The one-dimensional form of the DCT is closely related to the Discrete Fourier
Transform (DFT).  The 1-D $N$-point DCT is defined as follows:


$$
y(k) = \sum_{n=0}^{N-1} C_{kn}\ x(n) \quad \text{for} \quad 0 \le k \le N-1 \\
  \text{where }\quad C_{0n} = \sqrt{\frac{1}{N}}  \\
    \text{and } \quad C_{kn} = \sqrt{\frac{2}{N}}\ \cos
\frac{k(n+\frac{1}{2})\pi}{N} \quad \text{for} \quad 1 \le k \le N-1
$$

The equivalent inverse DCT is:
$$
x(n) = \sum_{k=0}^{N-1} C_{kn}\ y(k) \quad \text{for} \quad 0 \le n \le N-1 \\
 \text{where $C_{kn}$ is defined as above.}\\
$$

(This is actually the Type-II DCT, and the inverse is the Type-III DCT - other types have slightly different relative phases})

We see that the forward transform is equivalent to multiplication of the
$N$-point column vector $[x(0) \ldots x(N-1)]'$ by an $N \times N$ matrix,
containing $C_{kn}$ at each location $(k,n)$, to produce the $N$-point column
vector $[y(0) \ldots y(N-1)]'$.  Similarly the inverse transform is equivalent
to multiplication of the $y$ vector by the transpose of the $C$ matrix to give
the $x$ vector.  In python3 + numpy notation these become:

`y = C @ x` and `x = C.T @ y`

Note that C is an orthonormal matrix since its inverse is just its
transpose (its rows are othogonal to each other and have unit energy).

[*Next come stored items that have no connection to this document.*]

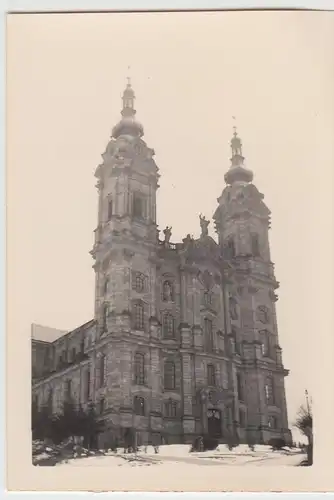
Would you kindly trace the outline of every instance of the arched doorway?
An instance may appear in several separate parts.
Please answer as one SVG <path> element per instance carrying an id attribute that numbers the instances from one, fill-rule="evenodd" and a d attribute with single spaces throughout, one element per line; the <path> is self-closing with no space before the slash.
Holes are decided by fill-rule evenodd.
<path id="1" fill-rule="evenodd" d="M 207 410 L 208 434 L 211 437 L 220 438 L 222 436 L 222 412 L 216 408 Z"/>

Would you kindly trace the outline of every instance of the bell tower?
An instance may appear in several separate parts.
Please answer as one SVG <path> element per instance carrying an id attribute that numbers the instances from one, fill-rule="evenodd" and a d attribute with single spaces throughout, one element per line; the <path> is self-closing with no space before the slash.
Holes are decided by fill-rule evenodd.
<path id="1" fill-rule="evenodd" d="M 291 440 L 276 319 L 279 286 L 270 260 L 270 210 L 245 166 L 242 142 L 234 127 L 226 187 L 214 214 L 219 245 L 232 270 L 228 321 L 238 381 L 237 407 L 247 413 L 247 436 L 267 442 Z M 243 419 L 246 417 L 243 417 Z"/>
<path id="2" fill-rule="evenodd" d="M 98 337 L 124 335 L 133 329 L 146 331 L 148 318 L 154 314 L 155 269 L 150 257 L 157 242 L 159 174 L 154 150 L 143 140 L 144 128 L 136 119 L 134 102 L 128 79 L 120 121 L 112 129 L 95 172 L 98 226 L 91 253 Z"/>

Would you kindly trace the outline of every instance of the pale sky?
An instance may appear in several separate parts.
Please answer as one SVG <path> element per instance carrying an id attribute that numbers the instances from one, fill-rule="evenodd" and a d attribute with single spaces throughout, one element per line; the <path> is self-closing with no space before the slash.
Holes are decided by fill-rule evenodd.
<path id="1" fill-rule="evenodd" d="M 313 390 L 308 361 L 321 345 L 316 301 L 325 276 L 315 269 L 333 252 L 325 203 L 332 207 L 334 14 L 17 15 L 8 37 L 15 331 L 28 339 L 32 322 L 70 330 L 93 317 L 94 171 L 130 66 L 161 174 L 158 223 L 173 227 L 172 241 L 199 235 L 199 213 L 212 218 L 236 116 L 246 165 L 272 211 L 293 421 L 304 389 Z"/>

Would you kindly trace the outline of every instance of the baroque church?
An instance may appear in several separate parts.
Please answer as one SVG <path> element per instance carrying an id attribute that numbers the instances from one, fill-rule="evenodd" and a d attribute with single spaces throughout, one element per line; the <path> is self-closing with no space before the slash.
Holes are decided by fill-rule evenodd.
<path id="1" fill-rule="evenodd" d="M 93 402 L 100 446 L 131 428 L 137 442 L 291 441 L 270 259 L 270 211 L 236 130 L 213 222 L 172 239 L 156 221 L 159 170 L 130 81 L 95 176 L 94 319 L 32 335 L 32 404 Z M 33 330 L 34 331 L 34 330 Z M 44 332 L 44 333 L 43 333 Z"/>

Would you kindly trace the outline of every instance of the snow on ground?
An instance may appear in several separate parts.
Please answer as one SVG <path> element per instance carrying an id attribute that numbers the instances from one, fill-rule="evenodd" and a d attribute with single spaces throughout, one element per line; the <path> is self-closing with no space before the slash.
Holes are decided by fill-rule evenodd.
<path id="1" fill-rule="evenodd" d="M 93 466 L 93 467 L 147 467 L 159 466 L 159 469 L 167 467 L 201 467 L 201 466 L 222 466 L 222 465 L 283 465 L 297 466 L 304 459 L 300 450 L 282 450 L 271 451 L 269 446 L 258 445 L 254 451 L 251 451 L 247 445 L 240 445 L 229 451 L 224 445 L 220 445 L 217 450 L 205 451 L 201 453 L 189 453 L 188 445 L 164 445 L 160 446 L 159 453 L 154 452 L 153 447 L 147 447 L 147 453 L 141 449 L 137 454 L 123 453 L 119 448 L 117 453 L 108 452 L 104 456 L 90 456 L 84 458 L 70 459 L 66 463 L 60 463 L 57 466 Z"/>

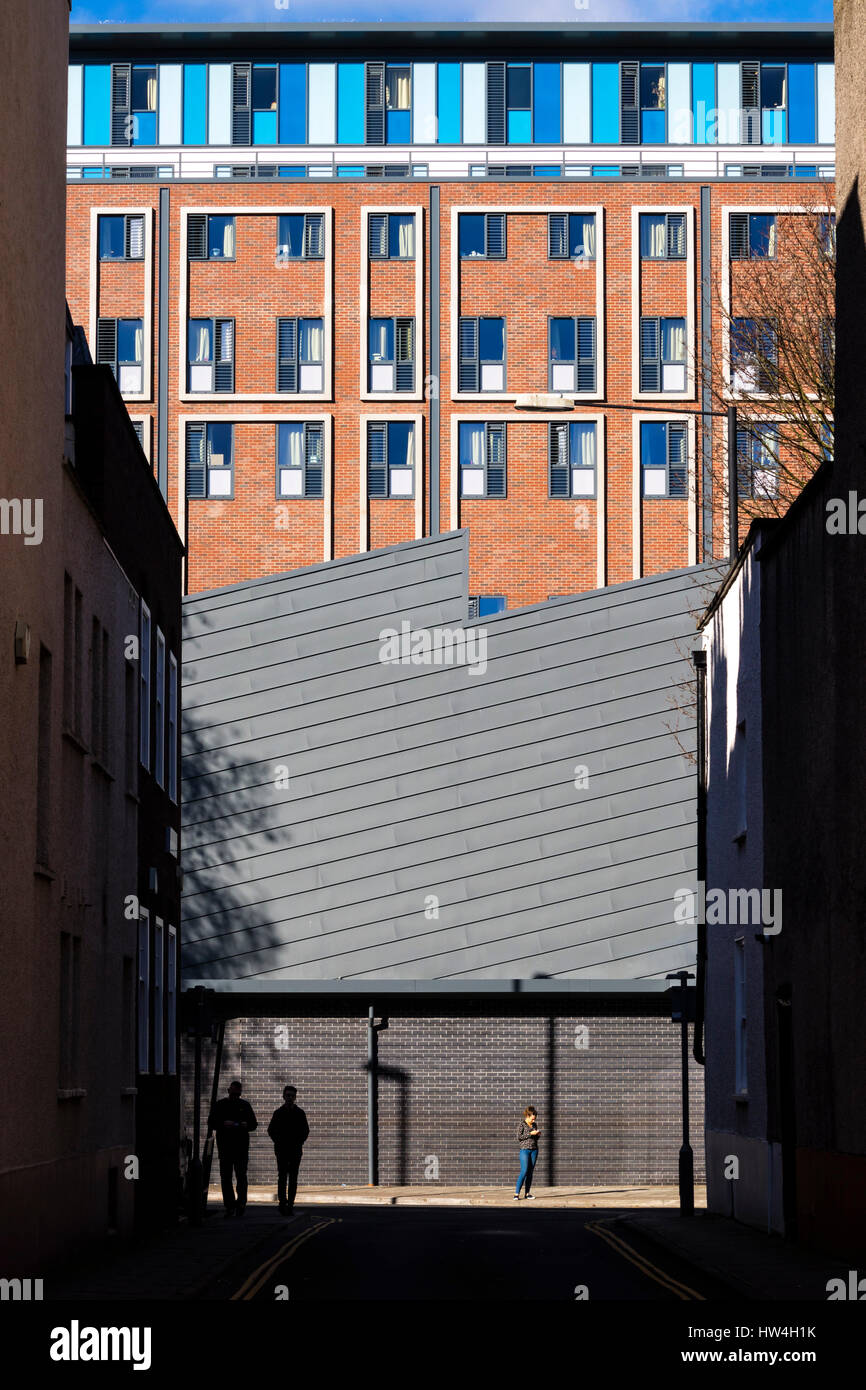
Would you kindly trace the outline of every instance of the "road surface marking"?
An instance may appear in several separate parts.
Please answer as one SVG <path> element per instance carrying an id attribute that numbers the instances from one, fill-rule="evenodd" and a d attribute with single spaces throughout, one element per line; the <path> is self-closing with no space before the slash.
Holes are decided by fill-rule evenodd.
<path id="1" fill-rule="evenodd" d="M 618 1217 L 611 1218 L 611 1220 L 614 1221 L 618 1219 Z M 688 1302 L 690 1299 L 699 1299 L 702 1303 L 706 1302 L 704 1295 L 698 1293 L 697 1289 L 689 1288 L 688 1284 L 681 1284 L 678 1279 L 674 1279 L 672 1275 L 666 1274 L 664 1270 L 652 1264 L 645 1255 L 638 1254 L 637 1250 L 635 1250 L 632 1245 L 629 1245 L 627 1241 L 623 1240 L 622 1236 L 615 1235 L 613 1231 L 602 1230 L 602 1227 L 607 1226 L 607 1224 L 608 1222 L 606 1221 L 590 1221 L 587 1222 L 584 1229 L 589 1231 L 592 1235 L 600 1236 L 602 1240 L 607 1241 L 608 1245 L 613 1250 L 616 1250 L 617 1254 L 629 1260 L 642 1274 L 646 1274 L 648 1278 L 654 1279 L 657 1284 L 661 1284 L 670 1293 L 676 1294 L 677 1298 L 681 1298 L 684 1302 Z"/>

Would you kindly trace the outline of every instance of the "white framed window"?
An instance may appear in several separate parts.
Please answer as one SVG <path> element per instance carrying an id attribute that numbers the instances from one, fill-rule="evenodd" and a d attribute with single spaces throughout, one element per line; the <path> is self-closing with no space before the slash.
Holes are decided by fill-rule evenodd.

The two-dimensional version of the DCT (as used for image compression) is a
simple extension of the above 1-D DCT.  For an $N \times N$ block of pixels,
the $N$-point 1-D DCT is first applied to each column of the block to give $N$
columns of coefficients.  Then the same 1-D DCT is applied to the rows of
these coefficients to give the 2-D transform coefficients.

In python3 + numpy notation, if the input block of pixels is matrix X, the output
block of 2-D transformed coefficients Y is given by:

`Y = (C @ (C @ X).T).T` or more simply `Y = C @ X @ C.T`

where C is the 1-D transform matrix as above.  Note that in the 2-D
transform, it does not matter whether the rows or the columns are transformed
first (because the transform is linear and separable).

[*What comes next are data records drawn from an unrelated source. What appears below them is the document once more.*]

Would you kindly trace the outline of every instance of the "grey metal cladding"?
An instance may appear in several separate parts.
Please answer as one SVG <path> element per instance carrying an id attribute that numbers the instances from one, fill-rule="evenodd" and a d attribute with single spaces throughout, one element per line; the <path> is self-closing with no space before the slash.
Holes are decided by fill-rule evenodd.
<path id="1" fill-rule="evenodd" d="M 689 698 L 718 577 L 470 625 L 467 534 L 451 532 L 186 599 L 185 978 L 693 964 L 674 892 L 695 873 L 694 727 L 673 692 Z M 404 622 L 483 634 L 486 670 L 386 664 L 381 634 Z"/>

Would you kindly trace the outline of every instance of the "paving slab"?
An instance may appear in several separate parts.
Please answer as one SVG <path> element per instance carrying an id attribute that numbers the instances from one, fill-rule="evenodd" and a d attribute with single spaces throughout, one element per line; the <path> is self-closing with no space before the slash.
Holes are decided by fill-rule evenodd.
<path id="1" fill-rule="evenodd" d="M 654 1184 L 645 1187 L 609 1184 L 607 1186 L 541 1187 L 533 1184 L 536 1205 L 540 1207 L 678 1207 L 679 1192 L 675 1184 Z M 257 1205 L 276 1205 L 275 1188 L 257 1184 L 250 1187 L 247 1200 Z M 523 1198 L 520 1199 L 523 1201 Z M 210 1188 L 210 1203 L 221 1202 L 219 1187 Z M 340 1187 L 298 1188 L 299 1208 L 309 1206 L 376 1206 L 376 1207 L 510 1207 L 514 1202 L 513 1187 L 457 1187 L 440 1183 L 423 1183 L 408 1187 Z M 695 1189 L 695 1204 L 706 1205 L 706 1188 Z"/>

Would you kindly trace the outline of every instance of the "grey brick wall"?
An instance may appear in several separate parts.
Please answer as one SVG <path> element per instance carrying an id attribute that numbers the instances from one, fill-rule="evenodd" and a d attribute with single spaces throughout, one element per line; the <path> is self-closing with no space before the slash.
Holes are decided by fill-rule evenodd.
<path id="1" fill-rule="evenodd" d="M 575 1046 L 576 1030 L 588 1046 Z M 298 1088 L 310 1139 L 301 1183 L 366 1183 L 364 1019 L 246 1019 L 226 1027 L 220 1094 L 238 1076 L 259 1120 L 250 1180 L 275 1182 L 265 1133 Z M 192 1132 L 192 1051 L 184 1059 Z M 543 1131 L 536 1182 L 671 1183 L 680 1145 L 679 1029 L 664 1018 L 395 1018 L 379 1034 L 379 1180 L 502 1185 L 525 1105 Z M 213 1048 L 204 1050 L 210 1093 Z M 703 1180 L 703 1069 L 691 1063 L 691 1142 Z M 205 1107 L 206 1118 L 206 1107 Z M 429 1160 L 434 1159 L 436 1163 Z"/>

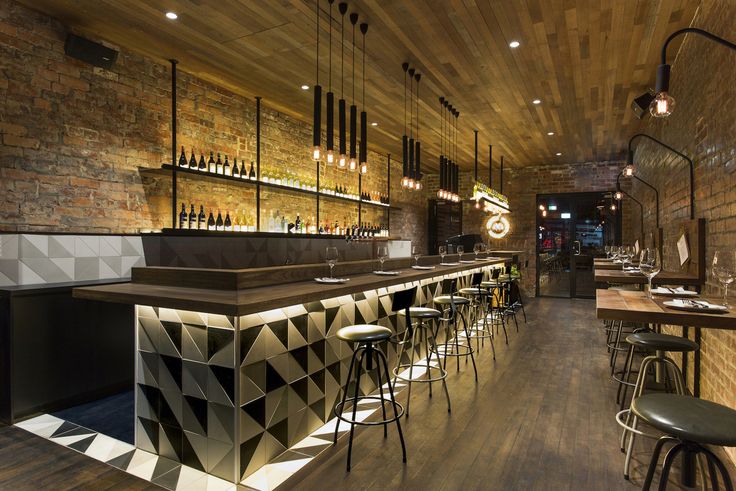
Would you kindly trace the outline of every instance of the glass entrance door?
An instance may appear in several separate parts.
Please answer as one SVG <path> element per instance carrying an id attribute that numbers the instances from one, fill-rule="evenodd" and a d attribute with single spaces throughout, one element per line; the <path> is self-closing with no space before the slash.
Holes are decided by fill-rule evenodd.
<path id="1" fill-rule="evenodd" d="M 619 224 L 610 193 L 538 195 L 537 294 L 593 298 L 593 258 L 615 242 Z"/>

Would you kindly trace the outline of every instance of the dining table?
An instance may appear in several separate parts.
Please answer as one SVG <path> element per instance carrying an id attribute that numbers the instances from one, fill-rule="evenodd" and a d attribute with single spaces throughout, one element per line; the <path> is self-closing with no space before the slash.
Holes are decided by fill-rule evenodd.
<path id="1" fill-rule="evenodd" d="M 646 285 L 647 277 L 640 271 L 595 268 L 595 282 L 601 284 Z M 696 275 L 679 271 L 660 271 L 652 278 L 653 285 L 700 286 L 703 281 Z"/>

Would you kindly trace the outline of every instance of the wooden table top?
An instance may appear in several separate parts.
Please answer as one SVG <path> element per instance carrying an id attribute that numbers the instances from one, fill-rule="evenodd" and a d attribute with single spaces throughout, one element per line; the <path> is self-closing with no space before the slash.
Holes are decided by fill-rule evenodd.
<path id="1" fill-rule="evenodd" d="M 280 284 L 235 290 L 184 288 L 177 286 L 119 283 L 75 288 L 76 298 L 137 305 L 152 305 L 172 309 L 192 310 L 224 315 L 246 315 L 255 312 L 288 307 L 327 298 L 350 295 L 401 283 L 443 276 L 450 273 L 505 264 L 507 259 L 477 261 L 456 266 L 437 265 L 432 270 L 396 269 L 397 276 L 379 276 L 372 273 L 348 276 L 342 284 L 323 284 L 316 281 L 284 281 Z"/>
<path id="2" fill-rule="evenodd" d="M 612 270 L 621 270 L 623 269 L 623 263 L 614 263 L 613 261 L 605 261 L 605 262 L 598 262 L 596 259 L 593 261 L 593 267 L 596 270 L 599 269 L 612 269 Z"/>
<path id="3" fill-rule="evenodd" d="M 723 303 L 722 298 L 698 299 Z M 671 297 L 655 295 L 649 299 L 645 292 L 599 289 L 595 292 L 595 311 L 599 319 L 736 330 L 736 310 L 733 308 L 726 314 L 689 312 L 663 305 L 667 300 L 671 300 Z"/>
<path id="4" fill-rule="evenodd" d="M 639 272 L 625 273 L 622 270 L 595 269 L 596 283 L 619 283 L 626 285 L 646 285 L 647 277 Z M 672 271 L 660 271 L 652 280 L 654 285 L 698 286 L 702 282 L 697 276 Z"/>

## 7.2 Applying the DCT to images

Conceptually the 2-D DCT is applied to all non-overlapping $N \times N$ blocks
of pixels in an image (we assume that the image dimensions are exact multiples
of $N$).  However it is simplest and most efficient to perform 1-D
$N$-point DCTs on all the columns of the image first, and then repeat the
operation on the transpose of the result to transform the rows.

**First generate an 8-point 1-D Type-II DCT matrix C8**

In [3]:
from cued_sf2_lab.dct import dct_ii

C8 = dct_ii(8)

Take a look at the function `dct_ii` and list `C8` to check
that it agrees with the definitions for $C_{kn}$ given above:

In [4]:
import inspect
import IPython.display
IPython.display.Code(inspect.getsource(dct_ii), language="python")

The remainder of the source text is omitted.